Diabetic Retinopathy

Diabetes can affect the vision in the long term and can cause Diabetic Retinopathy. High blood sugar levels cause damage to small blood vessels in the retina. It can affect the vision significantly as blood vessel may leak; become blocked or abnormally proliferate and bleed. Diabetic patients are at a higher risk of developing Diabetic Retinopathy if there is a long history of diabetes, poorly managed blood sugar levels and/or high blood pressure accompanied with kidney disease.

Symptoms

  • Blurred and distorted vision
  • Difficulty driving, watching TV or reading
  • Severe floaters (bleeding in the vitreous gel)

Diagnosis & Treatment

Diagnosis includes a slit lamp examination with dilated pupils which allows the Ophthalmologist to look inside the eye.
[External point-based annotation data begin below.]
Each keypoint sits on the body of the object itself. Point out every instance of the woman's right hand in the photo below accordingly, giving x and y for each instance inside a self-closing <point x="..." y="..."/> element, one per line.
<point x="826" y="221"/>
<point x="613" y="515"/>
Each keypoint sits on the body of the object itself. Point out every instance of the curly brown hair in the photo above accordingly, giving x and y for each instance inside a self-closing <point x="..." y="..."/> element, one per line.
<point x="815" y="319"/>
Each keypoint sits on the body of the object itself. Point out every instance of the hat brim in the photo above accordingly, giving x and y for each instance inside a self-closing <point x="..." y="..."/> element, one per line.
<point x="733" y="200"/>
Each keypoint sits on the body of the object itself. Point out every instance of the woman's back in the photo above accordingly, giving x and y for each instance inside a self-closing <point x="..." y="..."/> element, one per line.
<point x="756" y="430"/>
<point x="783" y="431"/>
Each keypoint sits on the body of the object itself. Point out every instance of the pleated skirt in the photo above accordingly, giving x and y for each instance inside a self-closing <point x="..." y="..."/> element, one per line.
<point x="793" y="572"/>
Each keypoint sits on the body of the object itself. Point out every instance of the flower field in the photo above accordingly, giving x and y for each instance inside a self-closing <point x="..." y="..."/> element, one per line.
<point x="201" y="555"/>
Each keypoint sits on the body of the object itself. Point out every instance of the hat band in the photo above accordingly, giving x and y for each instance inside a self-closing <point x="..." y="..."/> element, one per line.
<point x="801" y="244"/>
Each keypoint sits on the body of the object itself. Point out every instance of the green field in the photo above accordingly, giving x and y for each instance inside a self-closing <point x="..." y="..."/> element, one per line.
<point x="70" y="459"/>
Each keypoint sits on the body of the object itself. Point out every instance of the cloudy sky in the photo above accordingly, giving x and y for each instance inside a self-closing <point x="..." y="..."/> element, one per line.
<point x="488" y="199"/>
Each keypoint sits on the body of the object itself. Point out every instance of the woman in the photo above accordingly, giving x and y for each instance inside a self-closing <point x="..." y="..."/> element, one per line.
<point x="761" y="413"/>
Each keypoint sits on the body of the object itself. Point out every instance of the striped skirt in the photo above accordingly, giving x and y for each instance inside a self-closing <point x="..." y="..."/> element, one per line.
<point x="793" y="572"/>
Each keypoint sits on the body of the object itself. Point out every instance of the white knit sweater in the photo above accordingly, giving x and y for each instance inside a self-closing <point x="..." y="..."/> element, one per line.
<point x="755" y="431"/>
Usually, a scan of the retina will be performed to exclude any swelling of the macula. The doctor may also do a Fluorescein Angiogram where a dye will be injected into the arm and photos will be taken of the retinal blood vessels. This test may demonstrate leaking or blockage of the blood vessels. Treatment in the early stages is regular eye examinations to monitor the condition. Injections, laser or surgical procedures may be used to decrease the risk of vision loss and slow progression of the disease.